As improvements in vehicle safety decrease the number of crash fatalities, research in extremity injury is becoming increasingly important (Lund and Ferguson, 1995). Lower extremity injuries, while generally not life threatening, can cause severe impairment and permanent disability. The pediatric population is especially sensitive to these injuries due to potential damage to growth plates and developmental delays during long recovery periods (Winthrop et al, 2005). Currently, little is known about the nature of pediatric lower extremity injuries. This area is lacking due to the deficiencies of pediatric Anthropomorphic Test Devices (ATDs) and the infrequency of pediatric Post Mortem Human Subject (PMHS) testing.

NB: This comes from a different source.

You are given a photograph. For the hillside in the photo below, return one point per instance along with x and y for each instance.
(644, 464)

The following two studies provide a basis for pediatric lower extremity investigation. In the first study, a pediatric ATD was subjected to knee bolster airbag deployments. The results indicated that long bone injury was possible due to axial tibia loads over 2.5 kN and bending moments over 70 Nm in certain seating positions. In addition, the study revealed important limitations of the ATD itself, such as insufficient instrumentation and the lack of biofidelity of the ankle joint. The results also highlighted the importance of using accurate injury threshold data for pediatric extremities.

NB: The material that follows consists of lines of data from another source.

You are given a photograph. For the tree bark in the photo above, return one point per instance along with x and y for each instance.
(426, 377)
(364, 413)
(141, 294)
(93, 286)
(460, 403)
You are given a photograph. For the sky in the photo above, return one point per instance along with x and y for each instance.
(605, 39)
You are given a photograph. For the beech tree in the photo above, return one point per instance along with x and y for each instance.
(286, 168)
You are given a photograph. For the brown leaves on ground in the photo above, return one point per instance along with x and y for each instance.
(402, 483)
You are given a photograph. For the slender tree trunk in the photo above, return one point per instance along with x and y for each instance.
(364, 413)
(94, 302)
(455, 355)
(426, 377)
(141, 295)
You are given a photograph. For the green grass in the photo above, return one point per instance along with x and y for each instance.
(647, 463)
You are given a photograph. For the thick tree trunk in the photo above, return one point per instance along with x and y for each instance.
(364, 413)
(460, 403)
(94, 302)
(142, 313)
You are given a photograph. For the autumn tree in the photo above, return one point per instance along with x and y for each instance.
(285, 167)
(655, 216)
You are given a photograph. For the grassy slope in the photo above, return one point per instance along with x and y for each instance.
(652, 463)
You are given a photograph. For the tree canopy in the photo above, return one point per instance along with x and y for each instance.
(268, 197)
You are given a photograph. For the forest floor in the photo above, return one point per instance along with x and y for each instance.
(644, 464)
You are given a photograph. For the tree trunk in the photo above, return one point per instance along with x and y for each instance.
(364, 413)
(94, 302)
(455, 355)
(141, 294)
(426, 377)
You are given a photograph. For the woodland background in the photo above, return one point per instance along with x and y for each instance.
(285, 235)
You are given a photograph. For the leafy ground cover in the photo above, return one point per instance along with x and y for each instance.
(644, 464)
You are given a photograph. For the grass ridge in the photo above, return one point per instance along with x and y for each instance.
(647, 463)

The second study addresses the need to develop injury criteria directly from pediatric tissue specimens. Pediatric tibiae will soon be available for testing, but the specimens will not be accompanied by surrounding musculature or the fibula. Adult PMHS studies have established that these structures affect the bending strength of the long bones (Kerrigan et al, 2003; Rupp et al, 2008). This study evaluates the difference in mechanical properties between adult tibiae with naturally attached musculature and fibulae vs. artificially attached musculature without fibulae. Three-point bend tests indicate that the artificial attachment of musculature and the absence of the fibula may not affect the accuracy of some injury parameters, specifically fracture force and fracture moment. However, there was a difference between groups in fracture time and time dependent parameters such as fracture energy. These results indicate that pediatric tibia testing may be possible without the natural muscular attachments of the leg or the fibula.